Gottschlich would rather talk about “machine-programming” than “coding assistants” because he believes the term frames the issue in the wrong way. He says: “I don’t believe that these systems should assist humans, I think humans should assist them.” “They can move as fast as AI.” “There’s a cartoon called The Flintstones in which they have cars that only move when their drivers use their feet,” Gottschlich says. “This is how I feel that most people do AI for software systems.”
He adds, “But what Merly is building is, in essence, spaceships.” He is not joking. “I don’t believe that spaceships should run on humans riding bicycles.
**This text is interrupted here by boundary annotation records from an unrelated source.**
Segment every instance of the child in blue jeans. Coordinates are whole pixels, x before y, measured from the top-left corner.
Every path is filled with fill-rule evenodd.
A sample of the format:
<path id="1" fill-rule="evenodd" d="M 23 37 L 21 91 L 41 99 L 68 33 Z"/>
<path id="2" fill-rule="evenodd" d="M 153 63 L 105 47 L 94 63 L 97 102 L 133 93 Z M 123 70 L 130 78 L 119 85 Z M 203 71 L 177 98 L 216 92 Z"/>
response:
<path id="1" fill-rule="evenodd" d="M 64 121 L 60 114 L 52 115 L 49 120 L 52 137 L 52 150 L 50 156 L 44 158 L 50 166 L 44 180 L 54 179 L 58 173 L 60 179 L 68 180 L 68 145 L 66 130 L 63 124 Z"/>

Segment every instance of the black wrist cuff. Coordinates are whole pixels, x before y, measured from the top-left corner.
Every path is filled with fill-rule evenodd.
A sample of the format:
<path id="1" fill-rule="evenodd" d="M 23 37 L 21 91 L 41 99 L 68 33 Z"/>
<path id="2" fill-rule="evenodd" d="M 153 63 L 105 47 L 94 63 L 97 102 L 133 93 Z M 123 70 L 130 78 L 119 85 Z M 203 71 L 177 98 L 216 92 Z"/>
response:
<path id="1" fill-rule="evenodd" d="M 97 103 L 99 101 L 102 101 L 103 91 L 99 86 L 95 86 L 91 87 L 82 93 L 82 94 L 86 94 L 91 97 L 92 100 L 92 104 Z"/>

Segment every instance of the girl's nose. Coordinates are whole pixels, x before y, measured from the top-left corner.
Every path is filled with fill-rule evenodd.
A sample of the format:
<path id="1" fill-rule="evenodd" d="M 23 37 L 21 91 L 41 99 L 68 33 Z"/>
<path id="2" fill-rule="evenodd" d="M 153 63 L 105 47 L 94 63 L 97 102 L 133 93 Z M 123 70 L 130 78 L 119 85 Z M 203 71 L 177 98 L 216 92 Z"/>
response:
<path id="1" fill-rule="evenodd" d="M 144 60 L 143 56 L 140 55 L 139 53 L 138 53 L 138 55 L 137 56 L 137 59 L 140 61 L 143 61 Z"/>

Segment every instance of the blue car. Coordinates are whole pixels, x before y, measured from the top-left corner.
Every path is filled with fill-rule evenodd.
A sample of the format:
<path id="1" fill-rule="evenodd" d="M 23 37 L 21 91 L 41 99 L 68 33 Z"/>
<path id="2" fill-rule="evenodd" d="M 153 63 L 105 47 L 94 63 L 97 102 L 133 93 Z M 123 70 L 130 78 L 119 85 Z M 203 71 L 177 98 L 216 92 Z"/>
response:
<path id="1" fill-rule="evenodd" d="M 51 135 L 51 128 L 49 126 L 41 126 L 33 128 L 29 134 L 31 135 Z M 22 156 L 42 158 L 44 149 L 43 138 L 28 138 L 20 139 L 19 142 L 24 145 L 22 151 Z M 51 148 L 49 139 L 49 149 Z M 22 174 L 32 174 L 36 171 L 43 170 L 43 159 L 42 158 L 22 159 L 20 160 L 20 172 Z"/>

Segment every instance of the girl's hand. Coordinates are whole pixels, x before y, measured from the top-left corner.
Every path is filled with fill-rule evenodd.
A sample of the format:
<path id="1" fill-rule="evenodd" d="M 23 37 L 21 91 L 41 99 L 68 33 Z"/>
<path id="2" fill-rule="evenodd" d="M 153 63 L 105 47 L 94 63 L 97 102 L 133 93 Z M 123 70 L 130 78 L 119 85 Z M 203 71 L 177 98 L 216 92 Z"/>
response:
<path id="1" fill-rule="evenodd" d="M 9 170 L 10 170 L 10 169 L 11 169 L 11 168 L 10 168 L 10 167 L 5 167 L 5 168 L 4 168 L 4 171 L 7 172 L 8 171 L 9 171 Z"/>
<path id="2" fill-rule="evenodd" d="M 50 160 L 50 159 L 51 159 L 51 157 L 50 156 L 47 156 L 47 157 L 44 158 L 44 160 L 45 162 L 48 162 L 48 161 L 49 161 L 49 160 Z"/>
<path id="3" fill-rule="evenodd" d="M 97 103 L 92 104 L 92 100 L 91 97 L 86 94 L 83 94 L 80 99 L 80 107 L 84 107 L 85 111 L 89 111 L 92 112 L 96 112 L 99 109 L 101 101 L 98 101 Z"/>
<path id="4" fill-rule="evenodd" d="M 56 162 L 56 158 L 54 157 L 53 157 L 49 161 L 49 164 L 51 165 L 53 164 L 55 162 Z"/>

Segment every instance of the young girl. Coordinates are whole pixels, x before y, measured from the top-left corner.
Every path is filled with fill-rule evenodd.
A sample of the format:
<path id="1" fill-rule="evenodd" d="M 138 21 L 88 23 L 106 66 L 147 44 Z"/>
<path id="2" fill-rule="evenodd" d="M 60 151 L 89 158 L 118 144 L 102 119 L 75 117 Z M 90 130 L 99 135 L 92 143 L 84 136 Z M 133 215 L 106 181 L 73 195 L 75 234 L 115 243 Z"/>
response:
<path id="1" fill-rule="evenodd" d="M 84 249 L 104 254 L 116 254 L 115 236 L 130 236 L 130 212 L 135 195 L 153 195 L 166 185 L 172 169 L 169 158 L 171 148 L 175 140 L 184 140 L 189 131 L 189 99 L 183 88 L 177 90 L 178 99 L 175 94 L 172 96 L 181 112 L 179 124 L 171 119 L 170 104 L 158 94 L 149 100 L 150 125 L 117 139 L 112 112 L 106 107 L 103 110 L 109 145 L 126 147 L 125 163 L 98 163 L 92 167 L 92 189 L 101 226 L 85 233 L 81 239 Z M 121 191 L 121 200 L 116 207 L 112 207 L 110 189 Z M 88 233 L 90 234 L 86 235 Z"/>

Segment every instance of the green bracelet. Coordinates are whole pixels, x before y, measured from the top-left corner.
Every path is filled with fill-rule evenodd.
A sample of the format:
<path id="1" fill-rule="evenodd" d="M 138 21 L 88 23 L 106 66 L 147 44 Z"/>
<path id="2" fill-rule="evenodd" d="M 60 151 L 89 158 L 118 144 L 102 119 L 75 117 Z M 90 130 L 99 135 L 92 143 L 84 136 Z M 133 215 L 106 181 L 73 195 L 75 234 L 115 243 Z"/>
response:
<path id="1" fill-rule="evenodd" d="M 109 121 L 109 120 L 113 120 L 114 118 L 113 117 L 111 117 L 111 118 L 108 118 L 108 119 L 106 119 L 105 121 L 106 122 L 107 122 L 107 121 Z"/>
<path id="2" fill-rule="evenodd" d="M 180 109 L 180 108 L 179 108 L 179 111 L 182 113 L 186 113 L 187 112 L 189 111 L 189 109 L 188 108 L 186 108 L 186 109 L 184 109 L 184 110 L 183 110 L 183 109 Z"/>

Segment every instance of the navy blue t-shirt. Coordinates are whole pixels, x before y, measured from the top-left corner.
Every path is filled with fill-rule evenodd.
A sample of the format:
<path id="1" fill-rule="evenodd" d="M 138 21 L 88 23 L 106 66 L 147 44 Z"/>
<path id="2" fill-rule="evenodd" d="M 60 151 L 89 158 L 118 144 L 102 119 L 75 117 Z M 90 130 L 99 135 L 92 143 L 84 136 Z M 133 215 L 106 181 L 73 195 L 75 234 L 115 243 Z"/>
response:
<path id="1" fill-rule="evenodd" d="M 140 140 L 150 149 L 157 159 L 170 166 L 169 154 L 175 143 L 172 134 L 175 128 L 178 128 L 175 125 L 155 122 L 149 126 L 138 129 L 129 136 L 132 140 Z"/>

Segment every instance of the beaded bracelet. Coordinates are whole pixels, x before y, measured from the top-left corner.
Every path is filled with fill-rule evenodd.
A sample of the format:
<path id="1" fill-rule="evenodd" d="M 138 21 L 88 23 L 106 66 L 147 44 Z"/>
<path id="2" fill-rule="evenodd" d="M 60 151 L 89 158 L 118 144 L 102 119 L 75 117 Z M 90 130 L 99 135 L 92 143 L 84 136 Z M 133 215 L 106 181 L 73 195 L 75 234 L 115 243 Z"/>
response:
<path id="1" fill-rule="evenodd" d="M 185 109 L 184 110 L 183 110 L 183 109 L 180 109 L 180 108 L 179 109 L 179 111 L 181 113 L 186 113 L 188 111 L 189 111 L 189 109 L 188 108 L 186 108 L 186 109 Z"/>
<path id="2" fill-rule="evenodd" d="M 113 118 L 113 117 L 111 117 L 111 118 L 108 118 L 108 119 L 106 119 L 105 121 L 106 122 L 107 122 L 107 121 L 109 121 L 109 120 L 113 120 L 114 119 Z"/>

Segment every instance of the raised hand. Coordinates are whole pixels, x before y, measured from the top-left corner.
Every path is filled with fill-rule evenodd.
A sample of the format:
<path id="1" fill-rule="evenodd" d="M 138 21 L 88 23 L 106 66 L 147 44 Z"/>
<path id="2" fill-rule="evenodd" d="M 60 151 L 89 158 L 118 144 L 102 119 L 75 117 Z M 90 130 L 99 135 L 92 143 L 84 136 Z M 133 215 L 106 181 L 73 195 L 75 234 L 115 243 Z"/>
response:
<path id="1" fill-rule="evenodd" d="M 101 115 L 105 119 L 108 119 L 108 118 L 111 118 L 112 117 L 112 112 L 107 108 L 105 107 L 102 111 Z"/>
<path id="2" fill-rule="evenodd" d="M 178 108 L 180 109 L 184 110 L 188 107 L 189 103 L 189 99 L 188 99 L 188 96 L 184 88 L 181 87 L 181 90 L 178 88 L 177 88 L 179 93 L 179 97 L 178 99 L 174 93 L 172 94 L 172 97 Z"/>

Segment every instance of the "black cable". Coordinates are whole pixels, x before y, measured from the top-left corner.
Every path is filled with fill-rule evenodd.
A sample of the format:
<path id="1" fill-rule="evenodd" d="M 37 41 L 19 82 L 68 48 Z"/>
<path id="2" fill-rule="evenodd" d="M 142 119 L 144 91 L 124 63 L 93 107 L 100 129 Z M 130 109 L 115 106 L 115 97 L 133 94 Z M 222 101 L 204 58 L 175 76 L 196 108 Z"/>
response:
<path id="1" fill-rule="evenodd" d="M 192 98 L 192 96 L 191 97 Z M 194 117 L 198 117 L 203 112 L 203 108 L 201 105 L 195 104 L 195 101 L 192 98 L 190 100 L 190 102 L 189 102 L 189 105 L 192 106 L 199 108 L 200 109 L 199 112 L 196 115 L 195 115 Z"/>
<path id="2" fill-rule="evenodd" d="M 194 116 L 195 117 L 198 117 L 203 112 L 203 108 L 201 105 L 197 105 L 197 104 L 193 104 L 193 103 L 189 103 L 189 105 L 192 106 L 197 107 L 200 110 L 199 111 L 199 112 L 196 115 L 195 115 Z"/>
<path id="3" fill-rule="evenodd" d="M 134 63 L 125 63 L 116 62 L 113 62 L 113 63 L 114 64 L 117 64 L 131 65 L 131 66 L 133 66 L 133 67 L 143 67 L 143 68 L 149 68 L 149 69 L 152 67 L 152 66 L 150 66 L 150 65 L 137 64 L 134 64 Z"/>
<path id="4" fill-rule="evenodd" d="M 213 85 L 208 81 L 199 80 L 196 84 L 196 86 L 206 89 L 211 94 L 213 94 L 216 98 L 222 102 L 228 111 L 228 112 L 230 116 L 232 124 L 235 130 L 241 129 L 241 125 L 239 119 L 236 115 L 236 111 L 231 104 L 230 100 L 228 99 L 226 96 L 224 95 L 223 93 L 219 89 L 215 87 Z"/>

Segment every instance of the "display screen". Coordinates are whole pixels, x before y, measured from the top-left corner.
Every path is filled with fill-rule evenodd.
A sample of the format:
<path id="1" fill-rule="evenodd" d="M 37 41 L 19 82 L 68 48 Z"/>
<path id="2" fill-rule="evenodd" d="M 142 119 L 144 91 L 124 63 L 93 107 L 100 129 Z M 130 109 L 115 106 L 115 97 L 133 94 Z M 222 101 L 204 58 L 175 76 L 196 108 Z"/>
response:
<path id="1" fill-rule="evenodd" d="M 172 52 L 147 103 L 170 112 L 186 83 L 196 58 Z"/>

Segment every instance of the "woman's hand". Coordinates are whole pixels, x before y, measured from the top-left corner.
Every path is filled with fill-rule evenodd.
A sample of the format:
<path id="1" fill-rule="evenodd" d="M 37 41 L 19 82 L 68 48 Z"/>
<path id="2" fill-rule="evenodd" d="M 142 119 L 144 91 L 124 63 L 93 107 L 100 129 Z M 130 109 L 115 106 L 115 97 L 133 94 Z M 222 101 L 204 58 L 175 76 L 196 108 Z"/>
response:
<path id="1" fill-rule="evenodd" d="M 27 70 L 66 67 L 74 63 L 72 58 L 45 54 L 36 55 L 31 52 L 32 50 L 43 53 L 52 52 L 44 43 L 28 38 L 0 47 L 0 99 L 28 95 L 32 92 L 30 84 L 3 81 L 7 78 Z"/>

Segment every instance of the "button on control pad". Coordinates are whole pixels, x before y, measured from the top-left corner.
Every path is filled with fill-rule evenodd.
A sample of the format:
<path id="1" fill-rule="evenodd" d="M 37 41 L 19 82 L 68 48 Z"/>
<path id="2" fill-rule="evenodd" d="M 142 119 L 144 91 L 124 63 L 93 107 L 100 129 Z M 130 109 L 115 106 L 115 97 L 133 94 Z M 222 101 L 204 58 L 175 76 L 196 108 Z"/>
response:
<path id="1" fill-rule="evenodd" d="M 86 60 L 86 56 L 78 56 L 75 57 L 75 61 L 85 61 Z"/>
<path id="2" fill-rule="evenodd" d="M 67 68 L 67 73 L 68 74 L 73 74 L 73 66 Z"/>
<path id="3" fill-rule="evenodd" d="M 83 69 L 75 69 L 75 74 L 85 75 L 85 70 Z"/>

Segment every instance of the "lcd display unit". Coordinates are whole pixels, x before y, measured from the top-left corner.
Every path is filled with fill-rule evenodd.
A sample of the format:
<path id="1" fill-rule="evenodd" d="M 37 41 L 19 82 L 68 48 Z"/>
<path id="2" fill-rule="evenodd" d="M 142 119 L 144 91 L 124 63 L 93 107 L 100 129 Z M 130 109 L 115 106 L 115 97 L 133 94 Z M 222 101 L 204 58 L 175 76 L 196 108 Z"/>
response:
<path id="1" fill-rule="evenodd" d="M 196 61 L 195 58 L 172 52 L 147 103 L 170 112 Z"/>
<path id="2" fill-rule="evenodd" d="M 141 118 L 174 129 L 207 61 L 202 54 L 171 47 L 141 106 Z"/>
Spaceships should be powered with a warp motor.”
It sounds crazy, but it is. There’s an important point to make about what the people who are building this technology believe the end goal is.
Gottschlich’s galaxy-brained view is not unique. These companies are not only focused on creating products that developers want to use now, but they also have a much bigger payoff in mind. Cosine describes itself on its website as a “Human Reasoning Lab” and sees coding only as the first step towards a general-purpose model which can mimic human problem solving in a variety of domains.
Poolside also has similar goals. The company says that it is developing AGI. Kant says that code is a formalization of reasoning.
Wang invokes the agents. Imagine a system which can create its own software on the fly to perform any task, says Wang. “If you reach a point where you can have your agent solve any computational problem you want using software, that is a demonstration of AGI.”
On Earth, such systems are likely to remain a pipedream. Software engineering is changing much faster than many thought.
Pullen of Cosine says, “We’re still not at the point where everything is done by machines but we are definitely stepping out from the traditional role of a Software Engineer.” “We’re starting to see the sparks of this new workflow, what it means to be an engineer in the future.”